Oh, the joy. I picked up my first CSA box of the year last Wednesday night, and though I had a couple nights of pizza weakness, it felt really good to be cooking again. I had actually missed that tinge of guilt I felt every time I opened the fridge. “Damn it, I have to do something with that chard” or “Right, there’s cauliflower. Not going to make soup and not going to roast it. Something new.”
Over the weekend I attended Cook Here and Now, Marco Flavio’s brilliantly successful cooking group, where we gather to cook and eat together. He chooses a theme ingredient, plus some additional produce notes for seasonal inspiration. This month was legumes plus root veggies. It was another cold, rainy day in a series of cold, rainy days and multiple plates of stews, dals and the like seemed pretty perfect.
I signed up for a lentil appetizer, and though I had visions of fried chickpea cakes in my mind initially, I changed the plan when I came across a recipe for Umbrian Lentil Stew with Olive-Oil Fried Eggs in this month’s Food and Wine. I made it for dinner (win), but decided to omit the eggs and somehow adapt it into an appetizer. Stew as app, it was a challenge.
But innovation came with the root veggie mandate. I took my cue from the Alice Water’s recipe I’d tried a few months ago, where all it takes to make turnips tasty is a little salt, a little butter and a pan. I turned the ‘nips into squares, browned them, chilled them, and called ‘em Turnip Toast.

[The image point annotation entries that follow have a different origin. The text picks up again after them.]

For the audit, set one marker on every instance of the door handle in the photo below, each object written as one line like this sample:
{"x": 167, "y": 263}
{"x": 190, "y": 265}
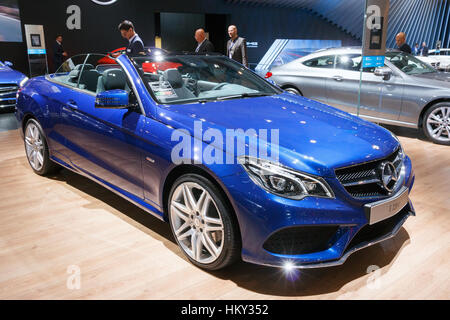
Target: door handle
{"x": 72, "y": 105}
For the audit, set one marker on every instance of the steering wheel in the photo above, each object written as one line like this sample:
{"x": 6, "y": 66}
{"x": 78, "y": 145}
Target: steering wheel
{"x": 407, "y": 68}
{"x": 192, "y": 85}
{"x": 219, "y": 86}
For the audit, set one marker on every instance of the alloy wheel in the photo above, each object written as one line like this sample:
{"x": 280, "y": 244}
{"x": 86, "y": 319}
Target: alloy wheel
{"x": 438, "y": 124}
{"x": 197, "y": 222}
{"x": 34, "y": 147}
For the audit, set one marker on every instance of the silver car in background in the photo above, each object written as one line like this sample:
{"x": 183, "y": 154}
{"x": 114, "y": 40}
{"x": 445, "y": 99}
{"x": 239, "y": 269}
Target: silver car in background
{"x": 405, "y": 92}
{"x": 439, "y": 60}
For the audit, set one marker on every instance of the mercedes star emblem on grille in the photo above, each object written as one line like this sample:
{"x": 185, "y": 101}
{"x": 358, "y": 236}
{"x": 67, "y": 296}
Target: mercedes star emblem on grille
{"x": 389, "y": 175}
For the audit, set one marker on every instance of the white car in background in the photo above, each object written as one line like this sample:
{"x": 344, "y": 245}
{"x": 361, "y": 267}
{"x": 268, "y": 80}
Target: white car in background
{"x": 438, "y": 60}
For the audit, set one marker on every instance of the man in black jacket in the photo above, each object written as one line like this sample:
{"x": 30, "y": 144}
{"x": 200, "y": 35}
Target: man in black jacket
{"x": 424, "y": 50}
{"x": 135, "y": 44}
{"x": 58, "y": 53}
{"x": 203, "y": 44}
{"x": 400, "y": 39}
{"x": 237, "y": 46}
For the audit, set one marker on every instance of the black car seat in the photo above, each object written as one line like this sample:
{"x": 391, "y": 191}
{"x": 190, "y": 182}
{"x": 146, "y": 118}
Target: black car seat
{"x": 89, "y": 80}
{"x": 112, "y": 79}
{"x": 74, "y": 75}
{"x": 173, "y": 76}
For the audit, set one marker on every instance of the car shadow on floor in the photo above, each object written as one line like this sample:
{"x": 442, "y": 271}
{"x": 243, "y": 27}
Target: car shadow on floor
{"x": 258, "y": 279}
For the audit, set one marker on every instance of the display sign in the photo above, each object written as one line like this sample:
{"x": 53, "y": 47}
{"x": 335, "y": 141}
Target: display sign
{"x": 37, "y": 53}
{"x": 375, "y": 31}
{"x": 10, "y": 26}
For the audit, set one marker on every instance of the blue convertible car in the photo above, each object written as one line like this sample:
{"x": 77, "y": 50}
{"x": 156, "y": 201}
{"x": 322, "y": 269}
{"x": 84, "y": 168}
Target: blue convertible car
{"x": 10, "y": 80}
{"x": 236, "y": 166}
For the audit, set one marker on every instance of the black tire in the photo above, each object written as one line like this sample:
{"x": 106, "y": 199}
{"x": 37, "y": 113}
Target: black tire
{"x": 48, "y": 166}
{"x": 293, "y": 90}
{"x": 231, "y": 249}
{"x": 427, "y": 128}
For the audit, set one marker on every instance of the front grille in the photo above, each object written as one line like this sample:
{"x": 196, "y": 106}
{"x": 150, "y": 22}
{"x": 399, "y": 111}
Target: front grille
{"x": 364, "y": 180}
{"x": 301, "y": 240}
{"x": 8, "y": 94}
{"x": 369, "y": 233}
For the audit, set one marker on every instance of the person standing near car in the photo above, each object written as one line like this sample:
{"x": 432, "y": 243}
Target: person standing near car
{"x": 58, "y": 53}
{"x": 203, "y": 44}
{"x": 416, "y": 49}
{"x": 237, "y": 46}
{"x": 424, "y": 50}
{"x": 400, "y": 39}
{"x": 135, "y": 44}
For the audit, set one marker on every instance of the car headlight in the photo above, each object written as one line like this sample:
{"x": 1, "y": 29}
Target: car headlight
{"x": 401, "y": 153}
{"x": 24, "y": 80}
{"x": 283, "y": 181}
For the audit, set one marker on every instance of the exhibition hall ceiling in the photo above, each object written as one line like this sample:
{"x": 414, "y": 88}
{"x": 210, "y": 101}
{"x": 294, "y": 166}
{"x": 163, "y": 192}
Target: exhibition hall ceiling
{"x": 422, "y": 20}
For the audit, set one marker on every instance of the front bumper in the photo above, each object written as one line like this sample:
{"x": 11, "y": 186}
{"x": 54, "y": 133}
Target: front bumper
{"x": 8, "y": 96}
{"x": 262, "y": 215}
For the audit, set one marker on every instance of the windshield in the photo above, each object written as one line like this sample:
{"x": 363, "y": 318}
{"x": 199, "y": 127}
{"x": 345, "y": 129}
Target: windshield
{"x": 408, "y": 63}
{"x": 193, "y": 79}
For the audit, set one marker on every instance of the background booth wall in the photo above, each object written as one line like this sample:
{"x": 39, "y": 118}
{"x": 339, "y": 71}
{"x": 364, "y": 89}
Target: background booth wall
{"x": 99, "y": 23}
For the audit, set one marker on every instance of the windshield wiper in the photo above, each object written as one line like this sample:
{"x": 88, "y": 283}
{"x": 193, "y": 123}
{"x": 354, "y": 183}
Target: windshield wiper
{"x": 245, "y": 95}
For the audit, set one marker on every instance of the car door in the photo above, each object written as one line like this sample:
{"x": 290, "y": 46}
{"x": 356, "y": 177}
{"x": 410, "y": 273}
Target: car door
{"x": 311, "y": 77}
{"x": 379, "y": 97}
{"x": 103, "y": 143}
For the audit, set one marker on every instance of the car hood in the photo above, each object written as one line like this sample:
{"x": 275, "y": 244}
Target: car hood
{"x": 8, "y": 75}
{"x": 313, "y": 137}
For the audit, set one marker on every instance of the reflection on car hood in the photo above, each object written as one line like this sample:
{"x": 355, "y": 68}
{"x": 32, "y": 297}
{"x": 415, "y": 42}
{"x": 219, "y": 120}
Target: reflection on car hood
{"x": 313, "y": 137}
{"x": 8, "y": 75}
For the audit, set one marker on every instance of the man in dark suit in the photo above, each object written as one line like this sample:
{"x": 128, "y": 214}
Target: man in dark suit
{"x": 400, "y": 39}
{"x": 237, "y": 47}
{"x": 203, "y": 44}
{"x": 58, "y": 53}
{"x": 424, "y": 50}
{"x": 135, "y": 44}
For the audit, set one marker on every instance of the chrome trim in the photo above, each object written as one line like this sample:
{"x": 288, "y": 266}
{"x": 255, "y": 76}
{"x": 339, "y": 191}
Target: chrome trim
{"x": 362, "y": 182}
{"x": 371, "y": 208}
{"x": 138, "y": 97}
{"x": 342, "y": 260}
{"x": 388, "y": 121}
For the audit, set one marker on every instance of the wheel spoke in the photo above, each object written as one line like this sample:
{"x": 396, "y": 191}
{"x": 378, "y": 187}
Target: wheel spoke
{"x": 188, "y": 198}
{"x": 28, "y": 141}
{"x": 209, "y": 245}
{"x": 35, "y": 160}
{"x": 196, "y": 243}
{"x": 40, "y": 158}
{"x": 431, "y": 121}
{"x": 213, "y": 228}
{"x": 205, "y": 205}
{"x": 215, "y": 221}
{"x": 435, "y": 117}
{"x": 446, "y": 112}
{"x": 439, "y": 132}
{"x": 180, "y": 229}
{"x": 180, "y": 207}
{"x": 185, "y": 235}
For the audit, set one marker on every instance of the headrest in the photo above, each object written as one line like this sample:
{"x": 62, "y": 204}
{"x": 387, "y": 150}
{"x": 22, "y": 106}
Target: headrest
{"x": 114, "y": 79}
{"x": 86, "y": 67}
{"x": 74, "y": 74}
{"x": 173, "y": 76}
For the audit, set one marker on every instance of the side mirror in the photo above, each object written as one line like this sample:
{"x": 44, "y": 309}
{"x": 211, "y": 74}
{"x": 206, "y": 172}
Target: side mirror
{"x": 384, "y": 72}
{"x": 112, "y": 99}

I had a lot of lentils left over. Come Monday dinner, there they were in the fridge, alongside the CSA remains I had yet to get to. Though the prospect of continuing a somewhat sedate weekend was really compelling, I did the right thing. I put in a load of laundry, and I got to prepping some chard. Simple sautéed chard with super-fresh shallots in a bowl with some lentil stew and topped with, well, an olive-oil fried egg.

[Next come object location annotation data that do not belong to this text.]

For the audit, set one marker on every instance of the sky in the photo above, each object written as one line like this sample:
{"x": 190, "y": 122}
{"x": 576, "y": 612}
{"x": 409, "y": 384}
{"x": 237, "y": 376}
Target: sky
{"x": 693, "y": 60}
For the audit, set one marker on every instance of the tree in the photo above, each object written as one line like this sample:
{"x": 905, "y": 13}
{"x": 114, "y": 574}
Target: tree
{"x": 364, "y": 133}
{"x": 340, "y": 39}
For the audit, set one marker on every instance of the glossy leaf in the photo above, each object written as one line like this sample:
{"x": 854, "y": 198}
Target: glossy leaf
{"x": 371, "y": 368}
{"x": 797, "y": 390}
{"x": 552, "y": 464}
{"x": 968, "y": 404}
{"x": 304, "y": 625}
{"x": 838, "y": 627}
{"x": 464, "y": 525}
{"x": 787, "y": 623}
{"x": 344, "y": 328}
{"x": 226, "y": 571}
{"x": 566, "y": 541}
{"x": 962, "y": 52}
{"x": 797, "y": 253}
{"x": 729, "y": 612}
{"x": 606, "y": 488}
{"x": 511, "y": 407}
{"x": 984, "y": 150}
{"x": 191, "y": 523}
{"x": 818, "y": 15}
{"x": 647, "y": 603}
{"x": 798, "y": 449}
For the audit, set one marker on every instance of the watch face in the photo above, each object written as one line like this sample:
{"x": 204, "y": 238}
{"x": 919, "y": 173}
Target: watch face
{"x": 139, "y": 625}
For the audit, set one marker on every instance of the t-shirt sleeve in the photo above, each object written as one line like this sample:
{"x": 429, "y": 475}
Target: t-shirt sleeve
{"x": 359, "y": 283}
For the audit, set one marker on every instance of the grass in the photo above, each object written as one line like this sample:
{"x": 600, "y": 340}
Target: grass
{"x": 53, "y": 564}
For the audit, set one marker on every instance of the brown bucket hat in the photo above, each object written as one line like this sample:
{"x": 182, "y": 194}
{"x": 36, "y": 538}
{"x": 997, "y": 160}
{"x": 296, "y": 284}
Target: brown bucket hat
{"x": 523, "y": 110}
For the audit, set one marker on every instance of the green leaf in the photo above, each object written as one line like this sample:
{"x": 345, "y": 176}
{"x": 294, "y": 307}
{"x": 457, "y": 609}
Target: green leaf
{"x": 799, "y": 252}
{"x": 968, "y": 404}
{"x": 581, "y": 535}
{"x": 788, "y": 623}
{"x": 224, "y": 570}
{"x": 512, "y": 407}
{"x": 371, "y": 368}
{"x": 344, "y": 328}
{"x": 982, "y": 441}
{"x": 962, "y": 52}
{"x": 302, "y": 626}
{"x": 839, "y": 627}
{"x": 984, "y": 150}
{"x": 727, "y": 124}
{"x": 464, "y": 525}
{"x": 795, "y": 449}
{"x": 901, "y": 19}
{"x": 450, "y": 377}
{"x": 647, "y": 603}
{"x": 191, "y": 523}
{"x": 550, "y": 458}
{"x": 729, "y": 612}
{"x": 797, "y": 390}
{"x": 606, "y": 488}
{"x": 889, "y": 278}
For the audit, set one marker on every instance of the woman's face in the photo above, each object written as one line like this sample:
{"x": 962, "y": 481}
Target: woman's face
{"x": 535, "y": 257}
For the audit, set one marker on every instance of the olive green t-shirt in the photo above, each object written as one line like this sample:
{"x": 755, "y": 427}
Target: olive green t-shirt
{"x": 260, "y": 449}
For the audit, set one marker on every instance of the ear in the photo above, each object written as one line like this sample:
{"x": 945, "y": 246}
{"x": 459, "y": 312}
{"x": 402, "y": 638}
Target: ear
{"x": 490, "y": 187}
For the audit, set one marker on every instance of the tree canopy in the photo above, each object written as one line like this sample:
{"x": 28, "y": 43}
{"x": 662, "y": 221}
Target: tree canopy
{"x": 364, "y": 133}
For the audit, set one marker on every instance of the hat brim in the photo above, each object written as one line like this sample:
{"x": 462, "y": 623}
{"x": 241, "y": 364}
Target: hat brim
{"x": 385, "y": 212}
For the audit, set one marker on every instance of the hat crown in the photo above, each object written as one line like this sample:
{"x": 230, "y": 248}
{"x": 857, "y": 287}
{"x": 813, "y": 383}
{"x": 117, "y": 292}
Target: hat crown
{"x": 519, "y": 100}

It was a really good bowl of food. I didn’t fully expect it to be. But there was something about this confluence of earthy flavors that felt particularly comforting with the storm outside. The crisp edges of the fried egg, the buttery softness of the spilling yellow into the bowl, the meaty bite of the lentils (helped by a little prociutto), and some red chard rounding it all out with a toothy, green bite. Not bad for leftovers.